LAUSR

Caspase-3 (Cas-3) is a crucial cysteine protease involved in executing cell apoptosis, a process that is a hallmark of tumor cell apoptosis response to chemotherapy. Developing molecular imaging probes that specifically detect apoptotic signals during tumor treatment is considered to be one of the most important and effective strategies for reducing cancer-associated death rates and improving treatment outcomes. However, achieving a dual-enhanced bimodal probe in a single molecule remains a significant challenge. In this study, we developed a 1H/19F dual-enhanced magnetic resonance imaging (MRI) probe, CF3DEVDFFFK(Fmoc)-Gd, responsive to caspase-3 for in vivo imaging of apoptotic cells. Upon interaction with caspase-3, CF3DEVDFFFK(Fmoc)-Gd efficiently splits into two components CF3DEVD and FFFK(Fmoc)-C2-Gd, where FFFK(Fmoc)-C2-Gd subsequently self-assembles into nanofibers.

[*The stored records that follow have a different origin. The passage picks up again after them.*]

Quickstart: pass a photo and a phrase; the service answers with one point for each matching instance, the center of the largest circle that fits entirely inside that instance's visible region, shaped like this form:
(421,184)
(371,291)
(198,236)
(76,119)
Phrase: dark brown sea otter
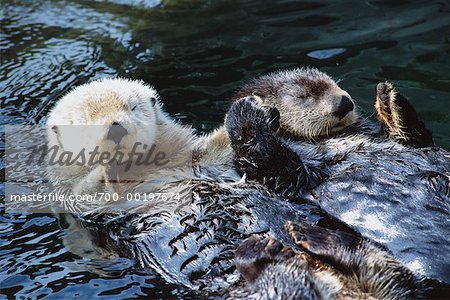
(374,178)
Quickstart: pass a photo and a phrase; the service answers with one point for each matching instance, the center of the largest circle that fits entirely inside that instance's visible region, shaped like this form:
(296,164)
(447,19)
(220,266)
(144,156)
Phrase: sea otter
(381,180)
(189,240)
(356,268)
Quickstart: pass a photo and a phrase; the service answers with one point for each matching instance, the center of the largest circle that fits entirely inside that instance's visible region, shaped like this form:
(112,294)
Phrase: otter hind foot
(322,243)
(399,118)
(256,252)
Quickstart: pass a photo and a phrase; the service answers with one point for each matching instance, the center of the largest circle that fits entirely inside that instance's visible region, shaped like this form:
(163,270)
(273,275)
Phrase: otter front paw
(320,242)
(399,119)
(256,252)
(246,118)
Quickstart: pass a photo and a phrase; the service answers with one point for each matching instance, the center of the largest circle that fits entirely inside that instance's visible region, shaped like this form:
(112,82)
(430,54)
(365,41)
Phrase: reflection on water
(196,53)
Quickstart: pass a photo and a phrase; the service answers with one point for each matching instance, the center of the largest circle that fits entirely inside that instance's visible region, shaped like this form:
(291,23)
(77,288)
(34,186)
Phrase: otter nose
(345,106)
(116,133)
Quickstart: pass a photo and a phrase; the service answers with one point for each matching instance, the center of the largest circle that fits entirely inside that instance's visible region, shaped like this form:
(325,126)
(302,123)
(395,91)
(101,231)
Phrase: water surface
(196,54)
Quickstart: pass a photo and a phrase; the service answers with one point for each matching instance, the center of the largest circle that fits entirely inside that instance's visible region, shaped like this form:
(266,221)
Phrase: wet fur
(355,268)
(359,176)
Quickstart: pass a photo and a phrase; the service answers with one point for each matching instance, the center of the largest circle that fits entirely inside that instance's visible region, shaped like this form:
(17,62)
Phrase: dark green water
(196,54)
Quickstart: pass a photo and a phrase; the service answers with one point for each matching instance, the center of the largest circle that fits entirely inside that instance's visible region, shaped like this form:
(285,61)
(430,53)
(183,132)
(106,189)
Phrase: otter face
(111,115)
(311,104)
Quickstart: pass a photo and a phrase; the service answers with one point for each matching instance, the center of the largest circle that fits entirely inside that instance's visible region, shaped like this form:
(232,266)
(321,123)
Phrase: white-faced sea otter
(191,240)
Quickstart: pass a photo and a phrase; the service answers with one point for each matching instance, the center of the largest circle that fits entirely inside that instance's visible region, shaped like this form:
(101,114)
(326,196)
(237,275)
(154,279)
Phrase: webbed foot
(320,242)
(399,119)
(256,252)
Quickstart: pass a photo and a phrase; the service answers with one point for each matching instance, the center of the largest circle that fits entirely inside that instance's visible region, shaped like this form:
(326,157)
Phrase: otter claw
(256,252)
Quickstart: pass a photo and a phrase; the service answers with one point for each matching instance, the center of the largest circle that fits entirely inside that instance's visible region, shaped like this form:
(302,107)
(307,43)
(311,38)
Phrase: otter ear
(259,97)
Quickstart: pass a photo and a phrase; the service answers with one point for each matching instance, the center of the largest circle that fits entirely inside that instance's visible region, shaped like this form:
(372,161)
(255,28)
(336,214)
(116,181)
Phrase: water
(196,53)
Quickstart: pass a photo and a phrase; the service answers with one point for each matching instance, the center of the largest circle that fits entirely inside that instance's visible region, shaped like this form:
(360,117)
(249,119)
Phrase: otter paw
(256,252)
(399,118)
(319,241)
(389,113)
(246,118)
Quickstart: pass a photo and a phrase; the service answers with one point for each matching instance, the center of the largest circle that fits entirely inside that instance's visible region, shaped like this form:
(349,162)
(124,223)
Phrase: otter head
(311,104)
(106,116)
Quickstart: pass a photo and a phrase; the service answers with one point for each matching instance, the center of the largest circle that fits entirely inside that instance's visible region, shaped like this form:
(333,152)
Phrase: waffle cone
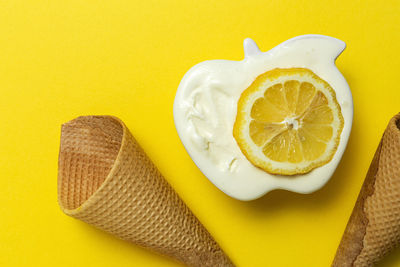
(373,229)
(106,179)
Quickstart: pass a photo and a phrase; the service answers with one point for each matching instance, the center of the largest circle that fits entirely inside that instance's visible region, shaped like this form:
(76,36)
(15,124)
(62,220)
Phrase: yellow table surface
(62,59)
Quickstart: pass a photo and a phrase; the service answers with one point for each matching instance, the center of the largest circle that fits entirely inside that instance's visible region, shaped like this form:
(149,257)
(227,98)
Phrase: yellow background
(61,59)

This process activates both 19F MRI and 1H MRI, with longitudinal relaxivity (r1) increasing from 9.38 ± 0.22 to 23.24 ± 2.33 mM-1 s-1 at 0.5 T and turning on the 19F MRI signal due to the absence of the paramagnetic relaxation enhancement (PRE) effect. In vivo imaging results demonstrated that, after systemic administration, CF3DEVDFFFK(Fmoc)-Gd effectively accumulated in apoptotic 4T1 tumor tissues, resulting in significantly enhanced 1H MRI signals for visualization of caspase-3 activity in doxorubicin-treated apoptotic 4T1 tumor tissues, with signal intensity three times greater than that of Gd-DTPA. 19F MRI further complemented 1H MRI, with a notable recovery of the 19F MRI signal after intratumoral injection. These results confirm that CF3DEVDFFFK(Fmoc)-Gd effectively reports tumor apoptosis through combined 1H and 19F MRI, offering a promising approach for the preliminary assessment of antitumor efficacy in vivo.